Meaningful consultation
There must be a ‘meaningful’ consultation where the affected employee could influence or potentially affect the outcome.
As the EAT made clear, meaningful consultation means setting out a provisional proposal, along with the rationale, and providing an opportunity for feedback, comments or observations. A decision maker should consider the responses through consultation with an open mind, considering whether they alter the initial proposal. Only then should the employer make a decision.
The Claimant was absent from work due to illness from September 2008. In 2012, he brought a grievance against the Respondent. This grievance outlined the Respondent’s failure to transfer him to its disability plan. He was transferred to the disability plan and signed a settlement agreement, expressly excluding future claims from the scope of the agreement, but only those which were “(i) not connected with the matters set out in the grievance or appeal; or (ii) do not arise out of the Claimant’s transfer to the disability plan”.
The Claimant argued that he had been discriminated against on the grounds of disability because, since his transfer to the disability plan, he had not had an annual salary review, his salary had not been increased and his annual leave payments had been at a reduced rate compared to employees not on the disability plan. At a preliminary hearing, the claims were struck out as the judge viewed the new disability plan as beneficial to the claimant, not placing him at a disadvantage.
The Claimant’s appeal was dismissed. The judge stated that the terms of the settlement agreement covered future discrimination claims connected to the Claimant’s grievance or arising out of his transfer to the disability plan, whether or not they were contemplated by the parties.
The second issue was whether the settlement agreement complied with s.147(3)(b) of the Equality Act 2010 that ‘the contract relates to the particular complaint.’ The Tribunal’s reasoning followed the Scottish Court of Session decision in Bathgate v Technip Singapore PTE Limited, reiterating that there was nothing in the relevant statutory language that precludes the settlement of future claims provided that appropriately clear language is used.
This case has now confirmed the decision in Bathgate as binding in the courts of England and Wales (unless appealed and overruled).
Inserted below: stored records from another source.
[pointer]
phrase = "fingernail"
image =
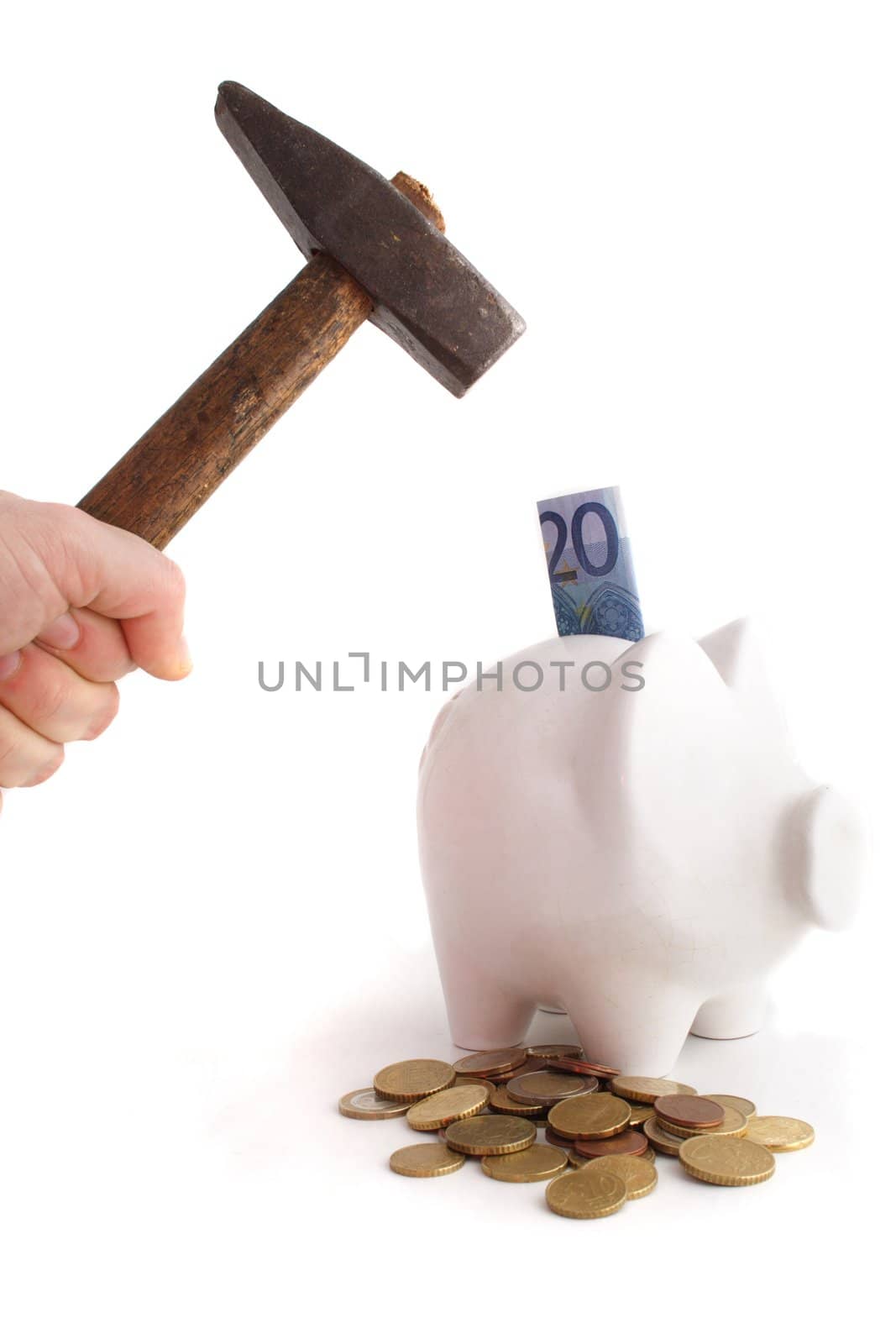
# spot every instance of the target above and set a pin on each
(62, 633)
(9, 664)
(184, 656)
It confirms that:
- Statutory rules about settlement agreements do not prevent the settlement of future claims, so long as the types of claim are clearly identified and the wording in the agreement covers the relevant claim.
- Where s.147(3)(b) Equality Act 2010 states that the agreement must “relate to the particular complaint” it does not mean that the complaint must have existed or been known of at the time of the agreement.
- The complaint must be specific and identified in the agreement, however and there should not be a general waiver of all claims.
A settlement agreement may settle future claims in the same way as COT3 (although using a COT3 may be advantageous e.g., in mass settlement exercises).